Nvidia’s NIM now runs GLM‑5, powering Claude Code for free users today.
Photo by Javier Esteban (unsplash.com/@javiestebaan) on Unsplash
Nvidia’s NIM platform now includes the GLM‑5 model, enabling the free‑tier Claude Code CLI to run on it, according to a recent report. The update adds tool‑calling fixes and lets users access Anthropic’s Claude Code experience without cost.
Key Facts
- •Key company: Nvidia
Nvidia’s NIM inventory now lists the GLM‑5 model with a fresh tool‑calling patch, and the community‑run free‑claude‑code proxy has been updated to route Anthropic’s Claude Code CLI through it — all at zero cost, the maintainer announced on X 【report】. The change means developers can tap the same agentic coding experience that powers Claude Code without an Anthropic subscription, simply by pointing the CLI at Nvidia’s free‑tier NIM endpoint, which offers 40 requests per minute without a credit‑card requirement 【report】.
Beyond the GLM‑5 fix, the proxy now supports a broader ecosystem of back‑ends.
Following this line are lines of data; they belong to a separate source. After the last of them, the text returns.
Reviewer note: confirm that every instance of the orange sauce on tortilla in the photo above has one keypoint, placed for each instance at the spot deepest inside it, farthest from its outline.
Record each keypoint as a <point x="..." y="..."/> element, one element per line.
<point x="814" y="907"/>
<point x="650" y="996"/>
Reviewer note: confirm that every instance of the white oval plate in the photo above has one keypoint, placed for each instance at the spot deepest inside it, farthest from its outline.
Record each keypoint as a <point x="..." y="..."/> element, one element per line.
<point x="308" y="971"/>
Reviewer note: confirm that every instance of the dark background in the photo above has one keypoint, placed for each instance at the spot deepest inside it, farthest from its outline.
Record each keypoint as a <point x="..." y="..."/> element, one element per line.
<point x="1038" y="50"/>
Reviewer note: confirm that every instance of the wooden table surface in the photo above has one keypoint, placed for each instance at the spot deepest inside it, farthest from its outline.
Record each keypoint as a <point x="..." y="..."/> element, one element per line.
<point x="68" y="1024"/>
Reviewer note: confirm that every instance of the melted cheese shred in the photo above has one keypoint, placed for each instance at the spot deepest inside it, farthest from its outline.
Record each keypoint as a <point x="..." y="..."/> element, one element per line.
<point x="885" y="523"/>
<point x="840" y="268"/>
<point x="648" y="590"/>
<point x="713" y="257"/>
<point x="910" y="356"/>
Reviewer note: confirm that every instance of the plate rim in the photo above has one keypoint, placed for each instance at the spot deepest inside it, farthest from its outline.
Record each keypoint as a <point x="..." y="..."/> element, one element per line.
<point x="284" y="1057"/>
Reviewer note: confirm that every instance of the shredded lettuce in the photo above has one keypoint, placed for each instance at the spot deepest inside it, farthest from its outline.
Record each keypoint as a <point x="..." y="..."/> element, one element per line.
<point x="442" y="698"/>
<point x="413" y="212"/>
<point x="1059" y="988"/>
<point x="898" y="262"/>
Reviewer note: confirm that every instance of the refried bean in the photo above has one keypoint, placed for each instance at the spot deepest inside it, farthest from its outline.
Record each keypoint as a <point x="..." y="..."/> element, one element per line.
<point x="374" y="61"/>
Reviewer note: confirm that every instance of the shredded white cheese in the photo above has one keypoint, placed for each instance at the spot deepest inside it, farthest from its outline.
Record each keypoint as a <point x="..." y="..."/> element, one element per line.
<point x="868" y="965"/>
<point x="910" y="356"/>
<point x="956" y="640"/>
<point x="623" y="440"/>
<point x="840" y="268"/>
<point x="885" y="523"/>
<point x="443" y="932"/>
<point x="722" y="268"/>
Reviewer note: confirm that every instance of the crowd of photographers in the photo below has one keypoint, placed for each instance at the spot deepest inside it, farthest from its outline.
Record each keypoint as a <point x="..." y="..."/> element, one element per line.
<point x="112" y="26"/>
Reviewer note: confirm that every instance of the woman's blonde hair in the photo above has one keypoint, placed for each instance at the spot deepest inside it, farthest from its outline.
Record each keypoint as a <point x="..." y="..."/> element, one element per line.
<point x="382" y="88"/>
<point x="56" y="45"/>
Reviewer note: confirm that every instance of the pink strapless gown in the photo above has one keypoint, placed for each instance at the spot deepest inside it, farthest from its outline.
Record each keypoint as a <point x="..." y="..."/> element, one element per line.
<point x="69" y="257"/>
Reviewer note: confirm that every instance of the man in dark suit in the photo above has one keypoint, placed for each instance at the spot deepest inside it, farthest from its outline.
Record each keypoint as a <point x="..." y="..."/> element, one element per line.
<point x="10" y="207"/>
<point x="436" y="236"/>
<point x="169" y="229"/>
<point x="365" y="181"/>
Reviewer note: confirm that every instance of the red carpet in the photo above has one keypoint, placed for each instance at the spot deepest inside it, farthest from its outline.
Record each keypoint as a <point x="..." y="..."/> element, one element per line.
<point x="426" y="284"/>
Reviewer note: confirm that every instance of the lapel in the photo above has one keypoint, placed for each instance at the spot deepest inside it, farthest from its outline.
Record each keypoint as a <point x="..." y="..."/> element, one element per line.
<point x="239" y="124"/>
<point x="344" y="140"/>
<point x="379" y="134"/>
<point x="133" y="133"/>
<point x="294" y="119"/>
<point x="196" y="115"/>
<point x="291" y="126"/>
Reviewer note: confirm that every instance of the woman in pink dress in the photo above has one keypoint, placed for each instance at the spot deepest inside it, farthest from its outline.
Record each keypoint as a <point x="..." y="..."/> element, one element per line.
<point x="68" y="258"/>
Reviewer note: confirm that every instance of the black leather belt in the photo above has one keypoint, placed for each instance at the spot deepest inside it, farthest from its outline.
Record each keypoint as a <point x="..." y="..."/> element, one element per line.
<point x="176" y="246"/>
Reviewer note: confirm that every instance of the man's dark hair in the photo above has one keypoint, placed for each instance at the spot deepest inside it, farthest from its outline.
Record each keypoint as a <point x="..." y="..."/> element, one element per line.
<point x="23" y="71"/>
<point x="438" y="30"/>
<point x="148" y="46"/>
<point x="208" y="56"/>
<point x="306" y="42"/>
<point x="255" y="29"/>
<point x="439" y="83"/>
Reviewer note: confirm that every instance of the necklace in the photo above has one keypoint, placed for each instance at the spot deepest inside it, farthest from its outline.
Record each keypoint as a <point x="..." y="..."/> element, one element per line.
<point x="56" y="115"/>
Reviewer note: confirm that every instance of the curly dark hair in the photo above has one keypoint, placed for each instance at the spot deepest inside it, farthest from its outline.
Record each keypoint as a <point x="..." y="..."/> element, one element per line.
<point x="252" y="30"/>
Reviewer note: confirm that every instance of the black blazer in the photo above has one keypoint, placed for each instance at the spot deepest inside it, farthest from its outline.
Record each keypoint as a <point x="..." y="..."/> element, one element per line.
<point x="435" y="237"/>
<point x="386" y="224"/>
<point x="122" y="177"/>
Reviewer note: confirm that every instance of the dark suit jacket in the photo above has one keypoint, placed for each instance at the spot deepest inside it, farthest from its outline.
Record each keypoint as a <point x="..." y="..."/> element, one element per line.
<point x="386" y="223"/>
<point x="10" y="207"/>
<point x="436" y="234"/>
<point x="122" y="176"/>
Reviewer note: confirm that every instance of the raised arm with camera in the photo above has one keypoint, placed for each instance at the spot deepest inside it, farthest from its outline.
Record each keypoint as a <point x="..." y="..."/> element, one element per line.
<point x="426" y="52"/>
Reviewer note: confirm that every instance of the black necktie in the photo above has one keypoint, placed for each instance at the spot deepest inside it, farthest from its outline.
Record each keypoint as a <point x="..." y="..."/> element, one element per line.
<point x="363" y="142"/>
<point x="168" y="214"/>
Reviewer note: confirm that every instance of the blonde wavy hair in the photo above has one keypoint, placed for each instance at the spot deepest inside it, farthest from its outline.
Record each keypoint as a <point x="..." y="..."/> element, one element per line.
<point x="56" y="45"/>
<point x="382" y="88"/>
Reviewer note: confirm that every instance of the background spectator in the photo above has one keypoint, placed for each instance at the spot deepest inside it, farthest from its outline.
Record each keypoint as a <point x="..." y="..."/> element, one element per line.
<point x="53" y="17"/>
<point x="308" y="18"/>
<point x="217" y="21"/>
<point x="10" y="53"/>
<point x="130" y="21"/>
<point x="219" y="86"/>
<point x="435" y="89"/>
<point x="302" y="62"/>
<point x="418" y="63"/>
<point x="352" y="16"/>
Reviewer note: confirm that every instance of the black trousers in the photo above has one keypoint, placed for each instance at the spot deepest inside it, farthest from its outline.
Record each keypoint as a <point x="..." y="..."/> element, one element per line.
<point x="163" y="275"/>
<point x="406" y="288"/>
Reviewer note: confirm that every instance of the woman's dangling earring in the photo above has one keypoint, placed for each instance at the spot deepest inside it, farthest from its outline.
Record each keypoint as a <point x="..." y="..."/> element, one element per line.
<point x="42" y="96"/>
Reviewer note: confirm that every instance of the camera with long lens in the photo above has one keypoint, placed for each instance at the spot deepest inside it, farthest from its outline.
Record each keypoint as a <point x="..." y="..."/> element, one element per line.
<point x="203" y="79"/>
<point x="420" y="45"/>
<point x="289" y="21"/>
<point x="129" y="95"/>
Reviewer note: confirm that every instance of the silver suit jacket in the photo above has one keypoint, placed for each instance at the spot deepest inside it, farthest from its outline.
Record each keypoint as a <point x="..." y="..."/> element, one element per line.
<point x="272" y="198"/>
OpenRouter integration lets users select any model on that marketplace, while LMStudio adds a fully local option for those who prefer on‑device inference 【report】. The author also rolled out Discord bot support alongside the existing Telegram bot, enabling remote task submission from a server channel—a handy feature for developers who spend more time in chat than at a terminal 【report】. Additional polish includes a VS Code extension that embeds Claude Code’s interleaved‑thinking UI directly into the editor, and a configurable sliding‑window rate limiter that smooths concurrent sessions 【report】.
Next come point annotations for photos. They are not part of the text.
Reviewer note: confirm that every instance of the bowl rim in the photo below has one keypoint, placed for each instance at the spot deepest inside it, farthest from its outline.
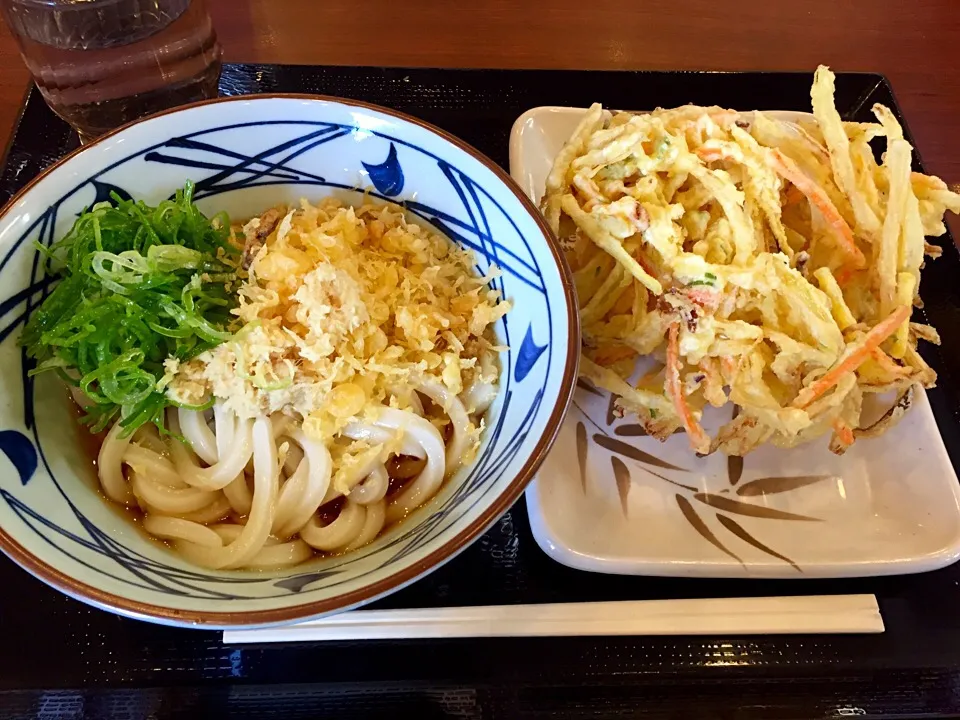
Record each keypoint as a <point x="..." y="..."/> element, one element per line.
<point x="395" y="581"/>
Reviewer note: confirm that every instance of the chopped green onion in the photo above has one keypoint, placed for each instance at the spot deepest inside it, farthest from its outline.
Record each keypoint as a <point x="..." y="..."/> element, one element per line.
<point x="138" y="284"/>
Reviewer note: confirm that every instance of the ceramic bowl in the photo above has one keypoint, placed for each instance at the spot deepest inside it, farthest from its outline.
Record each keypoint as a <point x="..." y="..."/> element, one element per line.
<point x="245" y="155"/>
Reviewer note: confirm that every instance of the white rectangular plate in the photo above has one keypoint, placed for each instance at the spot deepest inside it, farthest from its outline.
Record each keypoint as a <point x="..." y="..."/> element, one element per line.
<point x="608" y="500"/>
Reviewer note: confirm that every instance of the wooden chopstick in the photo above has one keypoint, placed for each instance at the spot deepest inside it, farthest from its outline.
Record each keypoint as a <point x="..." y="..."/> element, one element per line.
<point x="712" y="616"/>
The appeal of this stack lies in its cost‑free operation and its preservation of “interleaved thinking” tokens across turns, a capability that many hosted Claude Code front‑ends lack. According to the maintainer, models such as GLM‑5 and Kimi‑K2.5 can carry over reasoning from previous calls, improving the fidelity of multi‑step coding tasks 【report】. Five built‑in optimizations further trim unnecessary LLM calls—fast prefix detection, title‑generation skips, and suggestion‑mode bypasses—making the workflow faster and cheaper than the official Anthropic offering 【report】. Because the proxy’s architecture is modular, new models that land on Nvidia’s NIM can be plugged in without code changes, and community contributors can add custom providers or messaging platforms via pull requests 【report】.
The move arrives as Nvidia doubles down on AI‑centric partnerships, most recently announcing a $1 billion investment in Nokia to push AI to the edge and laying groundwork for AI‑native 6G wireless networks — coverage of those deals appears in VentureBeat, The Register and Wccftech 【Additional Coverage】. While those initiatives target large‑scale infrastructure, the free‑claude‑code project illustrates how Nvidia’s cloud‑AI services are being repurposed for developer‑level tooling. By surfacing GLM‑5 on NIM and bundling it with open‑source glue, Nvidia effectively lowers the barrier to entry for sophisticated code‑generation assistants, potentially expanding the user base that will later migrate to paid tiers or Nvidia‑hosted AI products.
Sources
No primary source found (coverage-based)
- Reddit - r/ClaudeAI
This article was created using AI technology and reviewed by the SectorHQ editorial team for accuracy and quality.